Blanchot (and Jabès) find then the path of fragment. Fragment is not to be thought in terms of a previously existed composition, nor as steps towards a coming achievement. Thought is rather committed, through its fragmentary nature, to glimpses. Knowledge is then thoroughly distributed: no piece is deprived from an element of alliance where knowledge resides. Distribution of knowledge is one of the key features of a monadology as I take it - not only Leibniz's but all the many forms of monadological thought that would draw on his original formulation (Tarde, Latour, Whitehead but also Simondon, for reasons aired in the past few posts). Blanchot's fragments seem to be up for recomposition.

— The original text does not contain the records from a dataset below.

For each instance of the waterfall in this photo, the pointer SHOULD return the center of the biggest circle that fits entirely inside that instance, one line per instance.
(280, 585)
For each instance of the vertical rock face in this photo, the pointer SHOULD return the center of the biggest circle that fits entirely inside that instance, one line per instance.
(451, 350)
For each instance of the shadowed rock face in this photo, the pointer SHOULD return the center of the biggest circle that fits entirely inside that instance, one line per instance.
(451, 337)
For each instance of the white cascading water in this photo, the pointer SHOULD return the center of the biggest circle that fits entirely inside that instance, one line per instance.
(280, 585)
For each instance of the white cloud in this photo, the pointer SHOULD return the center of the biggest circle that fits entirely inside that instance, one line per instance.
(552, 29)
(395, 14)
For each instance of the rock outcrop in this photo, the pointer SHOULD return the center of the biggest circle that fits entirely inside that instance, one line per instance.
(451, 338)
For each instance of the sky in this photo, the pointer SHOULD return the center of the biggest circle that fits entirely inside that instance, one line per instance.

It has a monadological element in this sense: it is a part of a world - even though the world doesn't exist not will it ever exist. The monadological feature of distributed knowledge can be formulated by a slogan: je suis donc je sais. Knowledge is not alien, there is no transcendental distinction haunting anybody's alleged capacity to know something about the world. The slogan is reminiscent both of the original cogito and of Th. Nagel's attempt to encapsulate Davidson's idea: je pense donc je sais. I am therefore there is something I know. There is a whole world in a glimpse, as in a fragment. Glimpses are not illusions, they are monads - they point at something, at a world (that could even be thought as a World in Meillassoux's terms) even though the advent of such a world is up for grabs. Monads are like glimpses, like fragments: they are units of commitment - and they can become weaker or stronger as such. Glimpses and fragments make a connection that can turn into a full-blooded alliance or just disappear in the safety of the margins (of the subversions, of the questions). Like allegories or parables, fragments express thoughts that are still looking for a context. Or rather, they don't come to a context attached to them - they just make an appearance (and this is their main similarity with all thought).
Blanchot translating Engführung, de Paul Celan: "la trace ne trompe pas".